An obvious interpretation of naming practices claims that having a Western name makes it easier for a Chinese person to navigate cross-cultural interactions. While this assertion is true in part, it fails to explain why other globalizing countries do not partake as widely in such a phenomenon. Why do, say, the Japanese or Koreans not take English names? An alternative explanation views the enthusiasm for English names as a manifestation of a more general admiration for the West.
However, in my opinion, what both of these interpretations ignore is China’s own rich naming tradition. After all, when Chinese people take English names, they do not give up their birth names; the new name becomes merely an additional moniker. In fact, the adoption of a series of names and nicknames is a long-held custom in the country.
Until the mid-1900s in China, a person would normally inherit their father’s xing, or surname, at birth. Later, at 100 days old, the baby would be given a ming, a personal name chosen by the parents. At the beginning of adulthood — usually age 20 for men and age 15 for women — the individual would be granted an alternative personal name, or a zi. In the Confucian society of ancient China, it was common courtesy to address people using their zi.
Apart from the three kinds of formal names, a self-chosen name known as a hao was also very popular. The zi of the famous Tang dynasty poet Li Bai was“Taibai,”but to this day many Chinese know him by two haos:“The Lay Buddhist of Qinglian (青莲居士)”and“The Banished Immortal (谪仙人)”. The latter came from a tenet of folk wisdom, which dictated that those who had misbehaved in heaven were frequently exiled to the human realm and became people of great talent.
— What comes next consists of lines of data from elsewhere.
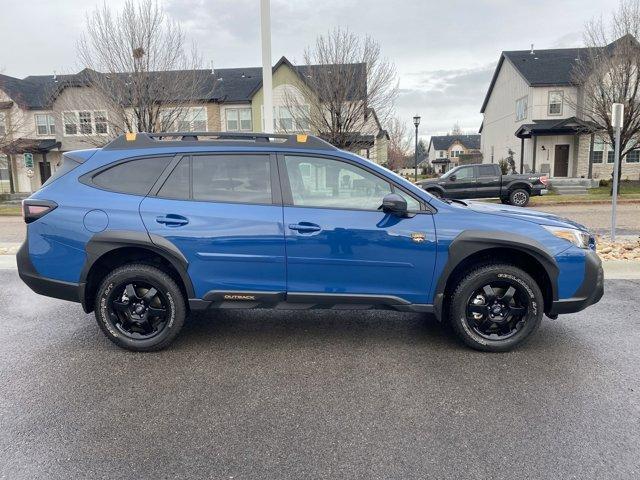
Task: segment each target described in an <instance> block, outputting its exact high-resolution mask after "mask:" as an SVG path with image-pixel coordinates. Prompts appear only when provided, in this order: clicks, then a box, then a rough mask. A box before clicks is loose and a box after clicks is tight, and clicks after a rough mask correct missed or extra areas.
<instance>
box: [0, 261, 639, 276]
mask: <svg viewBox="0 0 640 480" xmlns="http://www.w3.org/2000/svg"><path fill="white" fill-rule="evenodd" d="M602 264H603V266H604V277H605V278H606V279H607V280H640V262H632V261H628V260H607V261H606V262H602ZM15 268H17V267H16V256H15V255H0V270H12V269H15Z"/></svg>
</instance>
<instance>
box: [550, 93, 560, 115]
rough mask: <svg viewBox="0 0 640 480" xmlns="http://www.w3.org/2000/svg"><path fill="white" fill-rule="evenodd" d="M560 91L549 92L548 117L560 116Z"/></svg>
mask: <svg viewBox="0 0 640 480" xmlns="http://www.w3.org/2000/svg"><path fill="white" fill-rule="evenodd" d="M563 97H564V95H563V92H562V90H557V91H553V92H549V115H562V101H563Z"/></svg>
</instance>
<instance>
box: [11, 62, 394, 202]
mask: <svg viewBox="0 0 640 480" xmlns="http://www.w3.org/2000/svg"><path fill="white" fill-rule="evenodd" d="M307 68H308V67H304V66H294V65H292V64H291V63H290V62H289V61H288V60H287V59H286V58H285V57H282V58H281V59H280V60H279V61H278V62H277V63H276V65H275V66H274V67H273V99H274V102H273V103H274V105H273V107H274V125H273V128H274V131H276V132H289V133H291V132H305V133H312V134H318V135H321V136H322V132H315V131H311V130H310V127H309V125H307V124H304V123H303V122H301V121H299V120H298V121H296V119H295V118H294V116H293V115H291V113H290V112H289V111H288V109H287V105H286V103H285V92H293V93H294V94H295V93H296V92H295V91H296V90H297V89H299V88H301V85H304V83H303V82H301V81H300V79H301V78H304V74H305V71H306V69H307ZM311 68H326V67H324V66H313V67H311ZM363 71H364V67H363ZM91 73H95V72H91ZM190 73H192V74H193V75H197V76H198V78H199V79H200V80H201V81H200V82H198V83H199V85H201V87H199V91H198V92H197V93H198V95H196V97H197V98H196V99H195V100H192V103H193V104H191V103H190V104H189V105H188V106H187V107H188V108H185V109H182V110H181V112H183V113H181V116H180V118H177V119H173V120H172V121H171V125H170V126H169V127H167V129H170V130H174V131H193V132H197V131H222V132H225V131H229V132H260V131H263V130H264V123H263V115H262V113H263V95H262V69H261V68H260V67H249V68H222V69H217V70H215V71H211V70H197V71H194V72H190ZM155 74H156V75H165V76H167V75H174V74H175V75H178V74H180V72H156V73H155ZM361 79H362V83H363V85H362V89H364V91H366V75H362V76H361ZM302 88H304V86H303V87H302ZM362 89H361V90H362ZM96 98H99V94H98V93H97V92H96V90H95V88H93V87H92V86H91V82H90V81H89V75H88V71H86V70H83V71H81V72H79V73H77V74H74V75H58V76H55V75H46V76H29V77H26V78H24V79H17V78H13V77H9V76H6V75H0V193H2V192H3V191H4V192H8V191H9V190H12V191H14V192H25V193H28V192H32V191H35V190H36V189H37V188H39V186H40V185H42V183H44V182H45V181H46V179H47V178H49V176H50V175H51V174H52V173H53V172H55V170H56V168H57V167H58V166H59V165H60V160H61V155H62V153H63V152H66V151H70V150H76V149H81V148H91V147H95V146H97V145H100V144H104V143H105V142H107V141H108V140H109V139H110V138H112V137H113V136H114V135H115V134H116V133H117V132H115V131H114V130H115V129H114V127H113V124H114V122H113V121H112V120H113V118H114V116H115V115H116V113H114V112H113V111H110V110H109V108H108V106H107V102H105V104H104V106H103V105H102V104H101V103H100V101H99V100H96ZM175 101H176V103H178V102H180V99H176V100H175ZM365 120H366V121H365V122H364V125H365V128H364V129H363V130H364V131H362V132H353V136H354V139H356V140H357V141H356V142H355V143H354V145H357V147H354V148H355V149H357V152H358V153H360V154H361V155H363V156H365V157H367V158H370V159H371V160H372V161H375V162H377V163H380V164H383V163H386V161H387V148H388V134H387V132H386V131H385V130H384V129H383V128H382V126H381V124H380V122H379V120H378V117H377V115H376V113H375V111H373V110H372V109H368V110H367V112H366V118H365ZM3 138H4V140H3ZM25 153H27V154H31V155H33V159H34V164H33V166H30V165H28V164H27V162H26V161H25ZM10 172H11V174H10ZM9 177H11V178H10V179H9Z"/></svg>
From the first half of the 20th century onward, as China began to modernize, the practice of taking zi and hao began to die out. Today, most Chinese have only xing and ming. Against this backdrop, the current trend toward taking English names can be viewed as a form of cultural resurgence — a continuation of ancient tradition with a modern twist.
More accurately, English names today play the same role as hao did in traditional China. Both are self-chosen and aim to reveal an aspect of the individual’s personality. In imperial China, the literati would commonly hold several hao at the same time, each intended to shine a light on a different side of their characters or reflect a valuable experience from their lives.
In the same way that one’s hao was bound by certain social conventions, so are English names subject to certain rules. In today’s China, English names may be commonly used among Chinese colleagues in the workplace but almost never in a familial context or among best friends.
As a form of address, English names imply a certain amount of distance between speakers. In this way, these adopted monikers allow people to embody different social identities, in the same way that xing, ming, and hao denoted social boundaries in former times.